The course has helped Kanabrocki expand upon the development she experienced in Ghana, she said.

"Being completely immersed in Notre Dame and American culture makes it really hard to continue to continue working through issues and carrying over lessons that I learned while in Ghana," she said.

Kanabrocki said her classmates can relate to her experience in a way most others cannot.

"Though we all went to different places around the world and did different things, it's so helpful and refreshing to talk to people who understand the otherwise unexplainable," she said. "It's also great to be surrounded by people that want to talk about their experiences as much as you do."

Senior Kristen Kelly, who spent the past two summers doing research in Uganda, said sharing in other students' stories and challenges has offered her greater perspective into her own.

"Talking to other students who also traveled abroad allowed to me to reflect on my own experience in a new light," she said. "As we discover similarities and differences in our reflections, we all learn to think about our service and research in new ways."

Kelly said the course has offered a cushion for transitioning between two differing realities.

"[The class] helps you deal with the realities of reverse culture shock and think critically about your time abroad," she said.

Kelly said one of the course's primary projects, developing a specialized website, provides students with a tool for building off their foreign experience beyond their in-class work.

"These websites provide an avenue through which students might continue dialogue about their experiences," she said. "By publishing their thoughts and analysis online, they create a lasting exposition of their summer service or research experience."

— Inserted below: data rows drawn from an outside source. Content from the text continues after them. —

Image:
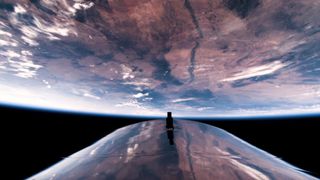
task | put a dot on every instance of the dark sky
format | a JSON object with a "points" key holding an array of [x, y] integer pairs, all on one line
{"points": [[33, 140]]}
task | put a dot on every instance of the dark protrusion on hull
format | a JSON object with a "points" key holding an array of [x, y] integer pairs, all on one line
{"points": [[169, 121], [169, 126]]}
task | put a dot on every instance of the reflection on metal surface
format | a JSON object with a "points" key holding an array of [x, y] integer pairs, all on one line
{"points": [[199, 151]]}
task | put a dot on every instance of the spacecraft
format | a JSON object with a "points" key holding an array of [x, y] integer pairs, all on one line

Despite their diversity of experience, the common lessons learned by members of the course have served as a strong reminder for Kanabrocki of the commonalities across human culture.

"It really shows how small the world is and emphasizes the fact that even thought there are so many different cultures around the world, we're all human beings with desires, dreams, fears and a responsibility to not fall victim to ignorance of the world's problems and cultural richness that exist everywhere," she said.